Brexit dan Pudarnya Mimpi Kesatuan Eropa

Brexit dan Pudarnya Mimpi Kesatuan Eropa Persiapan referendum Brexit. ©2016 Merdeka.com

Merdeka.com - Besok, tanggal 23 Juni 2016, rakyat Inggris akan membuat sejarah. Tak hanya bagi negara mereka sendiri melainkan juga buat Eropa dan dunia. Mereka akan memberikan suara dalam sebuah referendum untuk memilih antara tetap berada dalam Uni Eropa atau meninggalkannya.

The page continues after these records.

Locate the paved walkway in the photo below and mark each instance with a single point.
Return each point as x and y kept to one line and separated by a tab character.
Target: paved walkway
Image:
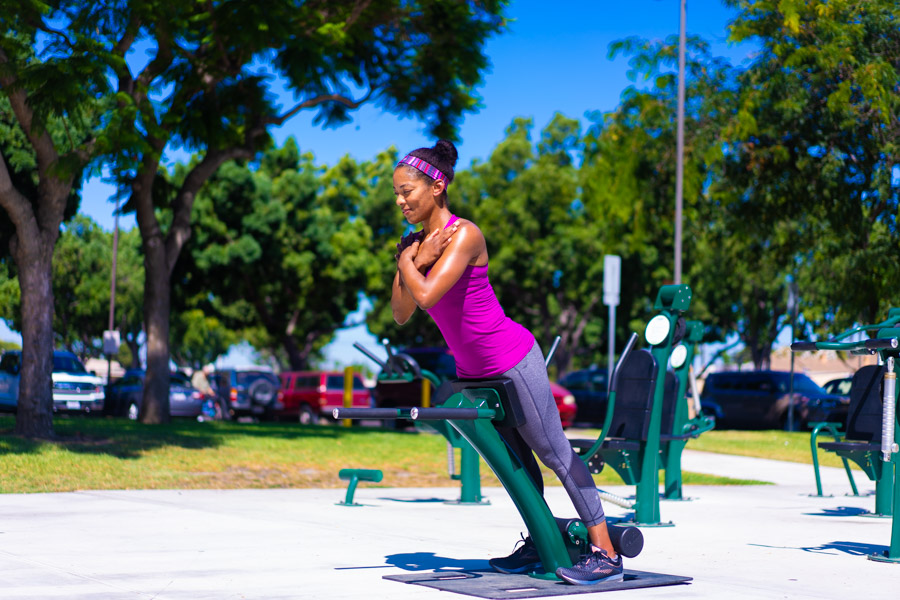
767	541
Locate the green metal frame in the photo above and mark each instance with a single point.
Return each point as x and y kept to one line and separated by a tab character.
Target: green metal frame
681	425
885	473
641	468
469	475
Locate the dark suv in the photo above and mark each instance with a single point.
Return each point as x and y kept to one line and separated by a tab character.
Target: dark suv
248	392
760	399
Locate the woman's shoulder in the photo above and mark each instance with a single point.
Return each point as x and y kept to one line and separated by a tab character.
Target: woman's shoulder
469	226
471	238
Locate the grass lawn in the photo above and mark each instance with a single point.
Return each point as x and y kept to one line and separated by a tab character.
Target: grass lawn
106	453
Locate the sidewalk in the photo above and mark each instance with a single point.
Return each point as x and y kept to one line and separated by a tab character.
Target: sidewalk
767	541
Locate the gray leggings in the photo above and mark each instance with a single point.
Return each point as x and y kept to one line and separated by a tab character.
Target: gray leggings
543	433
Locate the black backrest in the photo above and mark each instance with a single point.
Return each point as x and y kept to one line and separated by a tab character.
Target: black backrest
864	413
670	402
636	382
506	390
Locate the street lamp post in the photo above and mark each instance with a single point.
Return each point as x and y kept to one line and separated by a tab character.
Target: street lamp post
679	161
112	292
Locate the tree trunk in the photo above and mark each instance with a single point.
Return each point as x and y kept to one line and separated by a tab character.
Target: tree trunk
295	357
35	405
157	291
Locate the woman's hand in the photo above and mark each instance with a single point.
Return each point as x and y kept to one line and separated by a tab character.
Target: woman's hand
433	246
407	241
410	252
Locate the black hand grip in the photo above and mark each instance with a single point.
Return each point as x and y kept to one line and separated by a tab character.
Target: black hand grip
449	414
881	344
368	413
803	347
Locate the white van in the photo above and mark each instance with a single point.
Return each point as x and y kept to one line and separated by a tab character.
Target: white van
74	389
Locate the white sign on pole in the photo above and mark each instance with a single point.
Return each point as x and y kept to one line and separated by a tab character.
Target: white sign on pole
612	278
111	341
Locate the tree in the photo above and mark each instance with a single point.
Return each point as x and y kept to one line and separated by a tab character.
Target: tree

Jajak pendapat mutakhir di Inggris beberapa waktu lalu menunjukkan suara kedua pendukung pilihan itu berfluktuasi dan saling mengejar. Namun dalam perkembangan terakhir seperti yang dilakukan oleh koran Inggris Financial Times hari Senin lalu (20/6) menunjukkan 45 persen responden ingin keluar dan 43 persennya ingin tetap berada dalam Uni Eropa. Demikian juga dengan koran The Telegraph, bahkan 49 persen ingin keluar sementara yang ingin tetap sebesar 48 persen. Suara mereka yang ingin keluar (brexit) makin membesar.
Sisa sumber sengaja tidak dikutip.